Der Arbeiterverein zu Kurtschlag, 1884

 "Die Geschichte aller bisherigen Gesellschaft", so schrieben Marx und Engels im Manifest der Kommunistischen Partei, "ist die Geschichte von Klassenkämpfen ... Die ganze Gesellschaft spaltet sich mehr und mehr in zwei große feindliche Lager, in zwei große, einander direkt gegenüberstehende Klassen: Bourgeoisie und Proletariat." Folge dieser gesellschaftlichen Spaltung war eine permanente Verschlechterung der Lage der Arbeiterklasse, gleichzeitig gab es Bemühungen, diese Situation zu verändern. Nach und nach entstanden im 19. Jahrhundert Organisationen, die sich diese Aufgabe auf die Fahne geschrieben hatten: Gewerkschaften, Parteien, und worum es in unserem Zusammenhang geht: Arbeitervereine. Wer Genaueres über die Entwicklung dieser Arbeitervereine ganz allgemein wissen will, der findet in Wikipedia eine Zusammenfassung.
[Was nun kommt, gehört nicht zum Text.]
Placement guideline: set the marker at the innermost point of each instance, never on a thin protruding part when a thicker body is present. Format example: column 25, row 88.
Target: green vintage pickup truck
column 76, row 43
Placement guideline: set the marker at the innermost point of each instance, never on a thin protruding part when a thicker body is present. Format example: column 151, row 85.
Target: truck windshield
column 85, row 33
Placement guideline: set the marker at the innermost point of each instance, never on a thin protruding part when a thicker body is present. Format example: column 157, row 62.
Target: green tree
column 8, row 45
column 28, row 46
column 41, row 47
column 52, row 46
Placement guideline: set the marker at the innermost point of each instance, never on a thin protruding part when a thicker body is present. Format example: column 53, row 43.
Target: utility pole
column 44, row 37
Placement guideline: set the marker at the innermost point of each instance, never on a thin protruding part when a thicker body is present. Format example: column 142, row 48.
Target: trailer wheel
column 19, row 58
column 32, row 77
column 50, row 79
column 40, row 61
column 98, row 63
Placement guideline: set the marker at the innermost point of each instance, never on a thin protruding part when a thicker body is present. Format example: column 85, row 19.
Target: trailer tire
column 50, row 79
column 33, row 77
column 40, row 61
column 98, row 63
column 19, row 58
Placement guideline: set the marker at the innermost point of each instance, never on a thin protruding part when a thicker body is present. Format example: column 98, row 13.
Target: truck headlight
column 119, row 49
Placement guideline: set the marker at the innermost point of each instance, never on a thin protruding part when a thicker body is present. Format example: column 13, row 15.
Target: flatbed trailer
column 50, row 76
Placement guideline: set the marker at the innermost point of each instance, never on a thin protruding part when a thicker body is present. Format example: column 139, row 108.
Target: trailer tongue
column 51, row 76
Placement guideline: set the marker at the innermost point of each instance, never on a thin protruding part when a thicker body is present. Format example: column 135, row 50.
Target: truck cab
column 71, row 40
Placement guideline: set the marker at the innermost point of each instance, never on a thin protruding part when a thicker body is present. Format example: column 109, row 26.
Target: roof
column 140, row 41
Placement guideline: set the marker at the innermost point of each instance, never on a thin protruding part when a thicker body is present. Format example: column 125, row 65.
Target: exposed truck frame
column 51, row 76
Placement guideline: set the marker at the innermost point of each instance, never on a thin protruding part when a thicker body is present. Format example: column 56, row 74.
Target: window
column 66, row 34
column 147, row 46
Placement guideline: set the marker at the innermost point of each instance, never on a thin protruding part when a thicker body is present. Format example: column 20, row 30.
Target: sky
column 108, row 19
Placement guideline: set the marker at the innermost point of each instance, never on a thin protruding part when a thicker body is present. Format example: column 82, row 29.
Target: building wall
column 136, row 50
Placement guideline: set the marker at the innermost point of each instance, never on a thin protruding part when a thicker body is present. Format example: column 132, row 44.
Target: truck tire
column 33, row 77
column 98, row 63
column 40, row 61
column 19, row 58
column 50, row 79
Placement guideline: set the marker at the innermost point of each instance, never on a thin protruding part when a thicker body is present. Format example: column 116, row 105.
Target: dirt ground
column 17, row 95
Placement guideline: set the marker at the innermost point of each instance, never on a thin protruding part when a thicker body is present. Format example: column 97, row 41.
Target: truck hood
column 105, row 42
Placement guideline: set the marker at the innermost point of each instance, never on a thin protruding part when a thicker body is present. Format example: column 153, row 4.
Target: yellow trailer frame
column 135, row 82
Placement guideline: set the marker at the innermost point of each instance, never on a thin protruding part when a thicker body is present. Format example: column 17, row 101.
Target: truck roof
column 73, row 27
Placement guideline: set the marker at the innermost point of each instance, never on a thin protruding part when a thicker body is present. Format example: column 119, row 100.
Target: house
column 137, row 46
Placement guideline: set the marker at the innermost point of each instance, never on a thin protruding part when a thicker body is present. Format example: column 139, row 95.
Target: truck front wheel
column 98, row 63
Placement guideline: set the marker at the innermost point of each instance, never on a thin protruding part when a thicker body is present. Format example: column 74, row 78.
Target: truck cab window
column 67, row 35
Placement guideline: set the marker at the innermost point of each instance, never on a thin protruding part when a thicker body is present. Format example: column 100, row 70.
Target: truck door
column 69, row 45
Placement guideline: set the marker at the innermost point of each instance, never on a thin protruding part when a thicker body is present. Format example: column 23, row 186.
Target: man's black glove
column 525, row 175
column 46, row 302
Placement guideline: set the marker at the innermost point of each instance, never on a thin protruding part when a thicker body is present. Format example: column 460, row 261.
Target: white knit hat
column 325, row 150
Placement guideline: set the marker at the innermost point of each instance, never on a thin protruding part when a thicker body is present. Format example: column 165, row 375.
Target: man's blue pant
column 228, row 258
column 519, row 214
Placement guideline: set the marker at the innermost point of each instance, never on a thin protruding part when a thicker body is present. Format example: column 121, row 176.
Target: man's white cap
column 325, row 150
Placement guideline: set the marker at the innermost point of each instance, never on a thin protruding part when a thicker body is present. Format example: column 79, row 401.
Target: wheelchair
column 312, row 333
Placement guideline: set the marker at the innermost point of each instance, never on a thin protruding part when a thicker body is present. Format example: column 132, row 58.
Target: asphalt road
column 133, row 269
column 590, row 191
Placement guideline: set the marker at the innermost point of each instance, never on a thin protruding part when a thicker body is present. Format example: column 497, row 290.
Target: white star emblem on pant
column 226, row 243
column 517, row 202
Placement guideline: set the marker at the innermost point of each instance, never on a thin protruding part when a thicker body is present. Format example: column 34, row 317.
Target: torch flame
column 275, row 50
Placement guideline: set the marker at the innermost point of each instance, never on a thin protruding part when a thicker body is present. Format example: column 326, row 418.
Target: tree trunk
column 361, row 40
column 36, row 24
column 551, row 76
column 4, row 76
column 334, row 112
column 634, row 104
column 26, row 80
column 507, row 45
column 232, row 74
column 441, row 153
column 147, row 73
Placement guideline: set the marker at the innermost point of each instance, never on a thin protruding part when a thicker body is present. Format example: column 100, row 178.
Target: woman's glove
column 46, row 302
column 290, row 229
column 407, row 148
Die damalige Entwicklung ist auch an Kurtschlag nicht vorbeigegangen, hier kam es im Jahr 1884 zur Gründung eines Arbeitervereins. Im Stadtarchiv Zehdenick haben wir das Statut dieses Vereins gefunden, das wir hier vorstellen. Was die Einflussmöglichkeit des Vereins auf die gesellschaftliche Entwicklung jener Zeit betrifft, hat es sich allerdings um eine eher zahnlose Organisation gehandelt. So heißt es im Text ausdrücklich, "daß bei allen Versammlungen oder Zusammenkünften keine Besprechungen über Staats-, Gemeinde- oder politische Angelegenheiten stattfinden dürfen". Eine Formulierung, die im Text einer Arbeiterorganisation eher befremdlich klingt, würde man doch annehmen, dass diese sich auch und gerade die Einflussnahme auf politische Angelegenheiten zum Ziel gesetzt hat. Sieht man sich jedoch die Zeit an, in der das Statut geschrieben wurde, so wird der Grund für diese Zahnlosigkeit deutlich: Es war die Zeit des Bismarckschen Sozialistengesetzes von 1878, das sich "gegen die gemeingefährlichen Bestrebungen der Sozialdemokratie" richtete, in der alle sozialdemokratischen, sozialistischen und kommunistischen Vereine sowie ihre Versammlungen und Druckschriften verboten waren. Verstöße wurden mit Berufsverbot, dem Verlust der Freizügigkeit, Ausweisung oder Gefängnis geahndet. Das Gesetz blieb bis zum Jahr 1890 in Kraft, verfehlte aber letztlich seine Absicht, ging die deutsche Sozialdemokratie doch gestärkt aus dieser Phase hervor. Warum ausgerechnet in dieser Zeit der Unterdrückung der Kurtschläger Arbeiterverein gegründet wurde, lässt sich nicht mehr nachvollziehen. Auf die fehlende politische Relevanz weist auch die Kurtschläger Dorfchronik hin, wenn es dort heißt, dass "die gedanklichen Grundlagen des Statuts eher moralischer als politischer Natur (waren). Die Mitglieder mussten unbescholten sein, hatten für Ruhe und Ordnung bei festlichen Anlässen im Ort zu sorgen und statteten einem Dahingeschiedenen das  Begräbnis unter Umgehung kirchlicher Gepflogenheiten aus. Sie verpflichteten sich, in Not geratene Vereinsmitglieder zu unterstützen. Der Verein hatte zu Feierlichkeiten oder Festakten in voller Mitgliederzahl geschlossen, sauber und anständig gekleidet zu erscheinen. Einige Jahre später marschierte die Arbeiterschaft mit eigener Kapelle und Fahne auf und vertrat würdig ihren Teil der Gemeinde." (Manfred Lentz)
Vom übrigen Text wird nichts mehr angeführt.